Una encuesta realizada por Entelgy, una reputada consultora tecnológica, destapa una realidad: la inteligencia artificial no solo ha irrumpido en nuestro día a día como un motor invisible de crecimiento económico, sino que ha calado hondo en sectores neurálgicos como la salud, la educación y el transporte.
Pese a su omnipresencia, el 71% de los trabajadores españoles reconoce sentir que la información que tienen a su alcance sobre IA es, por decirlo suavemente, parca o insuficiente.
Esta opinión no es trivial y señala una diferente disposición al cambio: una brecha de conocimiento que obstaculiza la comprensión de sus aplicaciones y de las inevitables consecuencias éticas, laborales y sociales que trae consigo esta nueva era digital.
El estudio de Entelgy pone de manifiesto la urgencia de diseñar e implementar estrategias contundentes y efectivas para reforzar la formación y regulación de la inteligencia artificial.
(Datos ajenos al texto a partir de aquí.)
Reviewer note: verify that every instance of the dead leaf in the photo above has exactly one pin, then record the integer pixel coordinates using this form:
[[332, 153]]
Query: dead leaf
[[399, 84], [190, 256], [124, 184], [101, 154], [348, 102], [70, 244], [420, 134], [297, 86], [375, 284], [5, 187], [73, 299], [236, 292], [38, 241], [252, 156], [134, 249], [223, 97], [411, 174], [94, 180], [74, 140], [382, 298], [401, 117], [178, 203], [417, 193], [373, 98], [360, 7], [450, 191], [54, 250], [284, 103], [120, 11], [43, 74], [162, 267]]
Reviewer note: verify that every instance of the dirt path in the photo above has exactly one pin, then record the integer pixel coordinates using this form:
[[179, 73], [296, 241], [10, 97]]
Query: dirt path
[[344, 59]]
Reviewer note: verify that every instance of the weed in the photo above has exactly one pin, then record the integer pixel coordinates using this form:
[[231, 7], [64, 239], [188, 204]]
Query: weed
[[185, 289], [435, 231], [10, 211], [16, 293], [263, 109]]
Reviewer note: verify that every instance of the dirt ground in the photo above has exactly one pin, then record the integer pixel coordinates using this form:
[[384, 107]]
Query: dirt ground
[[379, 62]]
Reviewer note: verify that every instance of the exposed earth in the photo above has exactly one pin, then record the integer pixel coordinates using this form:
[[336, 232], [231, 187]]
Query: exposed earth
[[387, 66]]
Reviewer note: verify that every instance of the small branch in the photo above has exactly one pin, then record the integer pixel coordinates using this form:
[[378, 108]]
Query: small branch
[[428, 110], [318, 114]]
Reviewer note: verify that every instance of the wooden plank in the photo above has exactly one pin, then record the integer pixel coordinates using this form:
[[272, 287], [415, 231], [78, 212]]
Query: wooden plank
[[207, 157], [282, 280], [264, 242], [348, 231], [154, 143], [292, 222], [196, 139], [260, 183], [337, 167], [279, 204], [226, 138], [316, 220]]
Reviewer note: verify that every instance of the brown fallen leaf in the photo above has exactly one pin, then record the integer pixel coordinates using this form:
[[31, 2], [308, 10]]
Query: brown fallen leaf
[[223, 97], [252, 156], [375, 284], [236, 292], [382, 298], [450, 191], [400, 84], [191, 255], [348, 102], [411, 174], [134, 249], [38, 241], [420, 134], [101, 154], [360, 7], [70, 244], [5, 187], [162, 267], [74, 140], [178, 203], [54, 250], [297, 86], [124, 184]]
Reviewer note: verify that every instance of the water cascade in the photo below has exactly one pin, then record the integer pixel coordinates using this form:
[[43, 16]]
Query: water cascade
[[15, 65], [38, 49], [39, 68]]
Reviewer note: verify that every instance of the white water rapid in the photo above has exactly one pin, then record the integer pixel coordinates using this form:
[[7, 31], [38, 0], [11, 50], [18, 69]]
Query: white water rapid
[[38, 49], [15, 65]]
Formando a la población, cerramos esta brecha informativa, allanando el camino para un uso de la IA que sea, además de consciente, responsable. Este no es solo el desafío de una nación; es una cuestión de integración social y aceptación cultural de la tecnología en España y en toda Hispanoamérica.
En el horizonte se vislumbra la oportunidad para las empresas, desarrolladores y usuarios: prepararse y adaptarse a esta revolución tecnológica podría marcar la diferencia entre prosperar o quedar relegado al desván de lo obsoleto.